I think I decided somewhere along that I didn't want to participate in society anymore. That's not so much reality I suppose. I really do wish to share so many thoughts with people, and I only really feel like I can when I write them out beforehand, when they see a nature end. When I share them in long form though, it's too overwhelming directly or in the wrong circumstances.
So here I am... trying it?...
I had a Tumblr years ago. One that I mostly reposted on, and I remember when there became a clearer cultural understanding of those that contributed original posts and those that reposted. I was then more so trying on, as Legacy Russell puts it in Glitch Feminism, "a digital skin" of sorts. I was curating my aesthetic like a mood board, like a starter pack, like my peers, the sad tumblr girls. I was figuring out my identity at the age of the Big Tech Boom.
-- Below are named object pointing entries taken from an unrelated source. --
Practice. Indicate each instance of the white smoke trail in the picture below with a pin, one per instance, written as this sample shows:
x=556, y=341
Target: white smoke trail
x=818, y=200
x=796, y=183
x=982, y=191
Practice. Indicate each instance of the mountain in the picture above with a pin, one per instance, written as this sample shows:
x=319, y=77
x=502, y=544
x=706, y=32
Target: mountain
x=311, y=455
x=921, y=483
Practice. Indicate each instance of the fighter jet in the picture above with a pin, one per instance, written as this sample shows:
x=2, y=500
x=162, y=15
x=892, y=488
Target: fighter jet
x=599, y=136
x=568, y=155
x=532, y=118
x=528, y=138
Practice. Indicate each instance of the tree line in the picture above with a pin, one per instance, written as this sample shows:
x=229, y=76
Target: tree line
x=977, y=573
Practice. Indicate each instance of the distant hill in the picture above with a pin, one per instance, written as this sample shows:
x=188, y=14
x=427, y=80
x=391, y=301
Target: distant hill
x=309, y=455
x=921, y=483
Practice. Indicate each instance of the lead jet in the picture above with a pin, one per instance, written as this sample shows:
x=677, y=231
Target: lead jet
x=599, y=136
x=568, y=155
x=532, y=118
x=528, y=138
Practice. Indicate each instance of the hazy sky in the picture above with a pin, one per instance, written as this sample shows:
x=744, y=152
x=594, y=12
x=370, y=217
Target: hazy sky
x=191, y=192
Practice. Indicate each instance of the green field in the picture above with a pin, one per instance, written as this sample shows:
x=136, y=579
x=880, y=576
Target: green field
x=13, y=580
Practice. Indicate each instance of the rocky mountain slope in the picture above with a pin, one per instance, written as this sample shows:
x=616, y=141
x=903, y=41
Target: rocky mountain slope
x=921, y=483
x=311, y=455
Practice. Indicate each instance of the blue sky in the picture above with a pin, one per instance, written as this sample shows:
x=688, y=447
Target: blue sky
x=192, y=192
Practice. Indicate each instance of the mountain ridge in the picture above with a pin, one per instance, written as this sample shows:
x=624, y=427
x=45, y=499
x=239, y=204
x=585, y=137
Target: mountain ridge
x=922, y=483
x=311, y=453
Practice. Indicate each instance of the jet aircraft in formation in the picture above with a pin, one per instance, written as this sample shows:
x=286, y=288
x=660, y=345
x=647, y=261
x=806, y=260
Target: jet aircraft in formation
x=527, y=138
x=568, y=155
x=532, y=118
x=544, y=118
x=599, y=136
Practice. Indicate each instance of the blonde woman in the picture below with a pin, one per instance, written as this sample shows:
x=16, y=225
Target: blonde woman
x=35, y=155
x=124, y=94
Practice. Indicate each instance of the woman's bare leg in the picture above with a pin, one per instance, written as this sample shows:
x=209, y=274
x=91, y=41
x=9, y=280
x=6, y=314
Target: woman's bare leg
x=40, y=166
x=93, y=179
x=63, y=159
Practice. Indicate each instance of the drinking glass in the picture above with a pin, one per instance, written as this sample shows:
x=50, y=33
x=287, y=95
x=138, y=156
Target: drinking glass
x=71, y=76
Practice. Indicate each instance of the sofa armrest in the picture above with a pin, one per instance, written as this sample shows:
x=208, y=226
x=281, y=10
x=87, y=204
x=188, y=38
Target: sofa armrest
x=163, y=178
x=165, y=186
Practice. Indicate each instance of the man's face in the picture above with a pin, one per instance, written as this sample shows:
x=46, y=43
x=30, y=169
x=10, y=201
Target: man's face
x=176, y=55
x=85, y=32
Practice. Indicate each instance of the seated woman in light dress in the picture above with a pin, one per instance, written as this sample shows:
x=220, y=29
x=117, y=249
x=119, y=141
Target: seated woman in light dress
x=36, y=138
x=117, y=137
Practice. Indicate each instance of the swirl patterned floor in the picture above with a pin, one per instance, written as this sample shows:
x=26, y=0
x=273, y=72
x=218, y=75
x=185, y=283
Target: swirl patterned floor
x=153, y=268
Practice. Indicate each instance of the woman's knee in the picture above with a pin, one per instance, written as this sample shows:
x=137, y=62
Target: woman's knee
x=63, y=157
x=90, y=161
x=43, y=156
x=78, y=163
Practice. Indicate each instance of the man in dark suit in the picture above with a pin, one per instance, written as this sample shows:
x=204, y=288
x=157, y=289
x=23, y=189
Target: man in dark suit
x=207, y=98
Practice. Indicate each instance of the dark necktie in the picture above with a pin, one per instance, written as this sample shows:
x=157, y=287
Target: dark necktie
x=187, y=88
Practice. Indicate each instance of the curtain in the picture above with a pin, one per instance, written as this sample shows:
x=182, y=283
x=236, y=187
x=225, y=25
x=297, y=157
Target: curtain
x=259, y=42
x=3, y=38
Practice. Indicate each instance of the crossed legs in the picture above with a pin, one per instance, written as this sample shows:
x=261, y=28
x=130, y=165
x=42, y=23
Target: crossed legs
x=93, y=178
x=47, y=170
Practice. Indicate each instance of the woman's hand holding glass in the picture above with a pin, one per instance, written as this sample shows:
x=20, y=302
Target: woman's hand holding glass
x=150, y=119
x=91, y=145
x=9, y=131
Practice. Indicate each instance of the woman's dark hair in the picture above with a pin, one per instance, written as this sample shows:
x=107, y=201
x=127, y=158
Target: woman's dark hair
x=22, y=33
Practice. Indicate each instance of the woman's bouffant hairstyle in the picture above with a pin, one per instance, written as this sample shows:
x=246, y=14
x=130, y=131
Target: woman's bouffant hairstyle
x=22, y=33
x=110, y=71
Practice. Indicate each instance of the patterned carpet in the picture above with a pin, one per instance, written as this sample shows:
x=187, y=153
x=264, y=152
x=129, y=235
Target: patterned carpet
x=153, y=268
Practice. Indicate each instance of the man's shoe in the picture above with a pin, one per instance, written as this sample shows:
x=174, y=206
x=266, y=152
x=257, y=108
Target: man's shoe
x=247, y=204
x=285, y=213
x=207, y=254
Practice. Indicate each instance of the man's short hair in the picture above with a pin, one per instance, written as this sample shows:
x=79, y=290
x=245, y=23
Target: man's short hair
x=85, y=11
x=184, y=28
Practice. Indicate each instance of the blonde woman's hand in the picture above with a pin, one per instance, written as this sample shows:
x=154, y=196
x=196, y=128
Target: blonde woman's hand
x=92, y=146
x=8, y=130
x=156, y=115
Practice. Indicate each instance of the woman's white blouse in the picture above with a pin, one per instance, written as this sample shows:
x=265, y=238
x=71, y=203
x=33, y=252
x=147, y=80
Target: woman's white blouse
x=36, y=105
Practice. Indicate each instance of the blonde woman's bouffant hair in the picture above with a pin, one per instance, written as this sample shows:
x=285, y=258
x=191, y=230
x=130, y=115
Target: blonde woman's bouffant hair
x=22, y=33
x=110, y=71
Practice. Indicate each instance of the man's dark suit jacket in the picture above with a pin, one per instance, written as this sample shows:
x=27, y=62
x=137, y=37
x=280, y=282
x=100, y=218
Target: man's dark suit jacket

I was one of the last generations of digital immigrants, and one that was set back further by my elder's distrust of technological innovations.
I wanted to share my inner workings, but it all felt too icky to portray. At that time I was in high school. I had just escaped foster care, was living with one of my abusers to get away from another abuser, and I believed that I would one day get to a place where ground would settle, the elixir of a freed youth would lubricate the splinter in my core, and I would burn forth in brazen livelihood to have finally spoken my truth. This did not so much happen.
I did have my moments with the music, moments of truth and friendship and loveliness, but the most genuine joy I've felt has been alone when I was able to sit and remember at least one good thing that's happened in this torturous whiplash world and write it in my own words, not to be interrupted by unprovoked questions or interjections of commonality.
The favor of any crowd is fickle. I am but fortunes fool to think that meticulously archiving my life on a hard drive would assure me a long-lasting legacy in a culture of posterized idols. I've taken myself too seriously. I must feed the AI brain my perspective in order to be spared a life of destitution and irrelevance.
I MUST one day be able to exist otherwise, to procure a room of my own, to forge deeper than the realm I've been cast to, to depend on my mind, and not the labor of body or the ensnarement of my ego.
I hate it here so much I wilt in languish in a weary time-sped promenade of pain and deliriousness like I did as a child, crying in secret in the closet at the evils of prejudice.
The individual is excised as prophecy when it is but dust.
Has predicated existence ever been anything but a game of numbers?